Hi @zachary-foster @lshep
has there been any update on this issue?
@zachary-foster Is your function above working as intended?
Thank you for your help.
Thanks @zachary-foster for code. This was very helpful.
@johanneswerner Sorry, I did not notice your question originally. The function above has been working as far as I can tell. If I remember correctly, I tried to get the package built on my computer to set up a pull request, but could not get the package to build for some reason. Since I could not run the tests to ensure that the changes would not cause problems, I gave up for the time and have not gotten back to it.
@louellette No problem!
@zachary-foster Do you still remember what you have done? Maybe we can make this pull request set up together and add this functionality.
I looked at the repo still on my computer and I basically just made the options max.mismatch
, min.mismatch
, with.indels
, fixed
from matchPattern
available to the matchProbePair
function call.

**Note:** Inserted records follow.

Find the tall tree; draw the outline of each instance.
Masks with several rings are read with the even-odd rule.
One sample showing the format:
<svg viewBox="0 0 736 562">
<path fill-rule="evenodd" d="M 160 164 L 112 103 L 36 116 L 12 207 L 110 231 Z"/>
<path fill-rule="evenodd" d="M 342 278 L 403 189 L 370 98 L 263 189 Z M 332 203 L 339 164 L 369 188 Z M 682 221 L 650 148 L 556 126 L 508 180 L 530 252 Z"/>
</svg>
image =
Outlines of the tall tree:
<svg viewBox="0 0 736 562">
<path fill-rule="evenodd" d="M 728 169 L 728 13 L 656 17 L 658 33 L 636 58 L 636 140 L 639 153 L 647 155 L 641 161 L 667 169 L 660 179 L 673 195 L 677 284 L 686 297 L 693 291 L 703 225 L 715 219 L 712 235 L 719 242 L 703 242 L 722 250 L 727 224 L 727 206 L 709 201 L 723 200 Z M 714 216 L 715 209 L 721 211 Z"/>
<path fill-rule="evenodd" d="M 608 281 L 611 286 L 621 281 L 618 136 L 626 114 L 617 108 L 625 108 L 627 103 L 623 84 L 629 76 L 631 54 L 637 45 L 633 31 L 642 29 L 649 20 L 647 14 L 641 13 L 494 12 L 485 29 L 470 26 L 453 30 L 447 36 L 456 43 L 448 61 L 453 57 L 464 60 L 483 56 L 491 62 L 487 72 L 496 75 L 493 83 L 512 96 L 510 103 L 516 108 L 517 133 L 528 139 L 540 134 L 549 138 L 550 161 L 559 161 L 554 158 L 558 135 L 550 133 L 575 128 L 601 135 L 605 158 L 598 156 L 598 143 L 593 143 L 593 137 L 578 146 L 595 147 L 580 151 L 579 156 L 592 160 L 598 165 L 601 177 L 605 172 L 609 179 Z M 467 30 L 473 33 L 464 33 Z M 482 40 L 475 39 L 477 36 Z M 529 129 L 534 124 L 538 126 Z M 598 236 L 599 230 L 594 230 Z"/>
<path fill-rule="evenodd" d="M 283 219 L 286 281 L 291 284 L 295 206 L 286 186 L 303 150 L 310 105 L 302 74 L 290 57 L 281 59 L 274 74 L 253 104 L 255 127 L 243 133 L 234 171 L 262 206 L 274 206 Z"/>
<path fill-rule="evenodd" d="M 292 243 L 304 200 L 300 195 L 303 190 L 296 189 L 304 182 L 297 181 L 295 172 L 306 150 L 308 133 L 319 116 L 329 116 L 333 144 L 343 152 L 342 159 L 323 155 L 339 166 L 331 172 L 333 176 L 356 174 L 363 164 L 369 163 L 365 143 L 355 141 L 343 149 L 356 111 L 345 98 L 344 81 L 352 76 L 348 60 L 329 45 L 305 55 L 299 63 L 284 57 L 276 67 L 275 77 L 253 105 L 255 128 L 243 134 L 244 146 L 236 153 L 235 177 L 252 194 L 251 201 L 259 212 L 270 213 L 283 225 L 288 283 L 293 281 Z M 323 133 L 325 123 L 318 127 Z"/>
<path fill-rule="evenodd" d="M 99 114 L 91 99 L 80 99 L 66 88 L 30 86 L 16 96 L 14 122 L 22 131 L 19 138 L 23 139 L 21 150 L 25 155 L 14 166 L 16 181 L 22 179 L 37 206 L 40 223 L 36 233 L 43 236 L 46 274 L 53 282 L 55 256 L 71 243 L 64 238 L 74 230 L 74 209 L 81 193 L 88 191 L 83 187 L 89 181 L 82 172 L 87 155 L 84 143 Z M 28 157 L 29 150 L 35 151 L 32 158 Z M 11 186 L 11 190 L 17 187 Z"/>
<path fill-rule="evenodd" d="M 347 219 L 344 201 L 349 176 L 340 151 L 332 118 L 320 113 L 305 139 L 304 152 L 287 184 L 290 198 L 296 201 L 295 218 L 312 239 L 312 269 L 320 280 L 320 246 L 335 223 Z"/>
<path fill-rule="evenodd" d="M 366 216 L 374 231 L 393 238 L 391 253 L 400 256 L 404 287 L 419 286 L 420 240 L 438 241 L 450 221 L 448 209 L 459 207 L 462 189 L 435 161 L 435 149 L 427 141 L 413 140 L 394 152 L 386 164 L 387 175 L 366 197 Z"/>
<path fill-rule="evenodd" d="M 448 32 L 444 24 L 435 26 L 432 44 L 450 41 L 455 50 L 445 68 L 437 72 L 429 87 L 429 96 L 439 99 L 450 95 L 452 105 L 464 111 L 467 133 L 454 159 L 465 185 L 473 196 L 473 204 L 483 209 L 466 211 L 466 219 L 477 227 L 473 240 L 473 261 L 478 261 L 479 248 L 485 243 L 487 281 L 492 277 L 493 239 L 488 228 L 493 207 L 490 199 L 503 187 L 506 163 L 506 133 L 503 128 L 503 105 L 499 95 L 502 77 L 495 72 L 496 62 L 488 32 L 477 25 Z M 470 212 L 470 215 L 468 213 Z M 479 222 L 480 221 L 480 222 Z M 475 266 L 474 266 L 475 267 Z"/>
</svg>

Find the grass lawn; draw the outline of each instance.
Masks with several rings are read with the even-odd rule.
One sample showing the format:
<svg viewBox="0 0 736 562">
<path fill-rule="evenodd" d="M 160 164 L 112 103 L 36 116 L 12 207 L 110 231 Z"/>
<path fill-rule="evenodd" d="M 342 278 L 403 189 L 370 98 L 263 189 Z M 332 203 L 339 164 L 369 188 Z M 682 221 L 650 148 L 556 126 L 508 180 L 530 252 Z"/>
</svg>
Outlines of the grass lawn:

Attached is the version of the matchProbePair
source with my changes. Its the only file I changed.
Thank you @zachary-foster
devtools::check()
currently fails on the current state of the package due to unresolved dependencies to BiocGenerics
, those should hopefully be resolved when R 4.1 is released and I can switch to the Bioconductor devel channel. I will then try to include your changes and try to rebuild the package. I think the only thing missing would be additional tests ... I hope. :-) Thank you for sharing your code.
Sounds good, thanks!
Just merged in this functionality. matchProbePair
now allows a ...
argument that passes any further arguments to matchPattern
, allowing for the functionality you're describing without manually listing out all the arguments.